One example of an Exchange 2010 database that is 8 months old:
Database-A:
File Size: 170GB
Sum of Mailboxes: 88.6GB
Whitespace: 1.1GB
Total Version/Dumpster store: 2.6GB
Items stubbed during 8 months: Hundreds of thousands
Unaccountable Space: 77GB
If a new database is created and the mailbox data moved to the new database, the size of new database will be close to 90-95GB. This is probably due to the mailbox moves placing data in a contiguous manner.
Our Exchange database environment totals 4.2TB in files, however our mailbox data totals only 2.1GB. We employ a manual process of database recreation often to keep our storage under a certain total size. Constant database recreation (although easier in Exch2010) is not one of our desired weekly routines.
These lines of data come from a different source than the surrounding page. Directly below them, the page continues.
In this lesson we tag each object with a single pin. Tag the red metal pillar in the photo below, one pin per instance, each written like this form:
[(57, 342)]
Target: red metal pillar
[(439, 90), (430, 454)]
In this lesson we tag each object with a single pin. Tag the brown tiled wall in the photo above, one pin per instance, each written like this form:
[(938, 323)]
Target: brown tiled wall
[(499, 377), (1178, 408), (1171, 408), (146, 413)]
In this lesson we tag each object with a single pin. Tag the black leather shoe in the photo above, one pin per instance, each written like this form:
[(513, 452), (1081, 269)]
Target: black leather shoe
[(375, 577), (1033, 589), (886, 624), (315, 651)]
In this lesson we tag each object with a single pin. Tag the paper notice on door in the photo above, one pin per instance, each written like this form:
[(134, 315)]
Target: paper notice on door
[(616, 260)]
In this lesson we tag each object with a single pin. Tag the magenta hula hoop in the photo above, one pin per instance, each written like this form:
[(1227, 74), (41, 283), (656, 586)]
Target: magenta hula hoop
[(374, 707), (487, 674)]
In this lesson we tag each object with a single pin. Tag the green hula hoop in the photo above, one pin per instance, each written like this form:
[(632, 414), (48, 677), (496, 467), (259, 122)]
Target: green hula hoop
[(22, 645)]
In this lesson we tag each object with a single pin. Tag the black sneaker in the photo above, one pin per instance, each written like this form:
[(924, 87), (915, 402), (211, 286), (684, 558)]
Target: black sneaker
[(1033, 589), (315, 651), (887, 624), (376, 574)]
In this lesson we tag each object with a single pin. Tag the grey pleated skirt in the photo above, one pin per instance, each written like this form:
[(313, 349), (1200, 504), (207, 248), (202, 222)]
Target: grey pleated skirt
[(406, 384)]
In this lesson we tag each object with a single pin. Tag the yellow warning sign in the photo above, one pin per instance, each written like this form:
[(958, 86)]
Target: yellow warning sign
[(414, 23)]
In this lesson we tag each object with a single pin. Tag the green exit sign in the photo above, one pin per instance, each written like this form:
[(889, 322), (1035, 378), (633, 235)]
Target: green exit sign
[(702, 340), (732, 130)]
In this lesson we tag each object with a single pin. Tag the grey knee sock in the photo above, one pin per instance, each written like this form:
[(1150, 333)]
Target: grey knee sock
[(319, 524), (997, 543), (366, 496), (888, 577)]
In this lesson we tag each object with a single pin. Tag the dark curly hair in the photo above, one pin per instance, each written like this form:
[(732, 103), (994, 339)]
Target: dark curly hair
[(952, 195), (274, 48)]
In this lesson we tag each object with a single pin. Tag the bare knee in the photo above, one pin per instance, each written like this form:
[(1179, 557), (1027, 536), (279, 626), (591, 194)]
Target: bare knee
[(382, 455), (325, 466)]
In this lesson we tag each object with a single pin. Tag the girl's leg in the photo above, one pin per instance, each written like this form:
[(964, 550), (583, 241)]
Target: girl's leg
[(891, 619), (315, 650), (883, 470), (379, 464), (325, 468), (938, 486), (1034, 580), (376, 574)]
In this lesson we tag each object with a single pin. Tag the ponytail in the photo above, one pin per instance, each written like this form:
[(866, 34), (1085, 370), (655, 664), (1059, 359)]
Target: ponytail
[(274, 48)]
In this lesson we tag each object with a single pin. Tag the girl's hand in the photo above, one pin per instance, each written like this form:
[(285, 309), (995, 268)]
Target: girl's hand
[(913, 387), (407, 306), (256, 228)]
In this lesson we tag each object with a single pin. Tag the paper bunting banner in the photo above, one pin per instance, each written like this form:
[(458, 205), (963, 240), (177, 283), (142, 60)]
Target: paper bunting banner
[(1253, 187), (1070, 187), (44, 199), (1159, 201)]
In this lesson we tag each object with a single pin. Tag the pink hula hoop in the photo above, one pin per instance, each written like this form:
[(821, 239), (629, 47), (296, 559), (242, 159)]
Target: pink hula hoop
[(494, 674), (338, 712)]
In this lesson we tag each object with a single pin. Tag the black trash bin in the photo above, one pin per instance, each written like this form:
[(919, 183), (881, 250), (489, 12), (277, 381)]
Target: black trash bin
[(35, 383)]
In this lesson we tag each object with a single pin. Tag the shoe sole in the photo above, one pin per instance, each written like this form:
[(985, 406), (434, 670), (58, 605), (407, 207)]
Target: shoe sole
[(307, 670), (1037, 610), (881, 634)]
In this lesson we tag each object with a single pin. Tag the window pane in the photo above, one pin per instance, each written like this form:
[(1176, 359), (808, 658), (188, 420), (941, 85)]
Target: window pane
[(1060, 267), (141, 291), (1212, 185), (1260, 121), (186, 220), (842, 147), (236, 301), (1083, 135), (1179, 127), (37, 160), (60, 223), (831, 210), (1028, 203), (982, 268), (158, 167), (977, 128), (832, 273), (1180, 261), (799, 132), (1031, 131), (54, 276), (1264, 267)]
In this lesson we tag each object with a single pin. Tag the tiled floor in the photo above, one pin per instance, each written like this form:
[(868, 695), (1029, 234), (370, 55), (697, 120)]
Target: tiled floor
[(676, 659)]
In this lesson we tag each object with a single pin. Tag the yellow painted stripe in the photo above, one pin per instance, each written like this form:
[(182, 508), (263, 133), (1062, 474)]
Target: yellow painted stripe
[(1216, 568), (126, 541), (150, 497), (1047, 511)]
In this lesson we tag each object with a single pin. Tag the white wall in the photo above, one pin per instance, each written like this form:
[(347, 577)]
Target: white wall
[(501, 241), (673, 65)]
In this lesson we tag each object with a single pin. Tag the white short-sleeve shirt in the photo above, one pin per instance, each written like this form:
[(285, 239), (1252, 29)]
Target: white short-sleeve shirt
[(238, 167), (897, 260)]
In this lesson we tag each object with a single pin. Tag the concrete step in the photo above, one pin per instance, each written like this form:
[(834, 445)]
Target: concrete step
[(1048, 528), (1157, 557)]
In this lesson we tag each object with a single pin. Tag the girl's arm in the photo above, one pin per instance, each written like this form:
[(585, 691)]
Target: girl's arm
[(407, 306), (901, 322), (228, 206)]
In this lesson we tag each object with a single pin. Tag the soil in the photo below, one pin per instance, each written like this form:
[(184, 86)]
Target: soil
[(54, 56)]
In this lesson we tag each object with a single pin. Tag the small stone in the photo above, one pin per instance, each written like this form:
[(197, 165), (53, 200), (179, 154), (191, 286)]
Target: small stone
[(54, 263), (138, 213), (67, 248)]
Although Exchange 2010 has implemented a native archiving solution, there are many customers that have legacy 3rd party repositories that would be hard to break from. The size of our native Exchange Archive mailboxes would require us to keep tens of terabytes of databases online to serve what we are required to offer our users in real-time. The 3rd party solution we use allows us to provide even lower cost storage than an Exchange database requires for this old data, and gives us back single item recovery which was lost in Exchange 2010 (for understandable design reasons).
If it is the redesign of the nightly Online Maintenance routine that took away this intense form of mailbox content processing, there may be some enterprise customers still requiring this routine to function as before or at least close.
If it were possible to set a level of intrusiveness for the Online Maintenance routine, a Microsoft Exchange 2010 customer could set the balance between Disk I/o and database space reclamation that their system could handle.
Due to the high cost of requiring double the amount of space in our enterprise environment, we are working our way through our second Microsoft Professional Support case on this topic. I thank you for the above information. Hopefully our case will come to an enterprise level solution.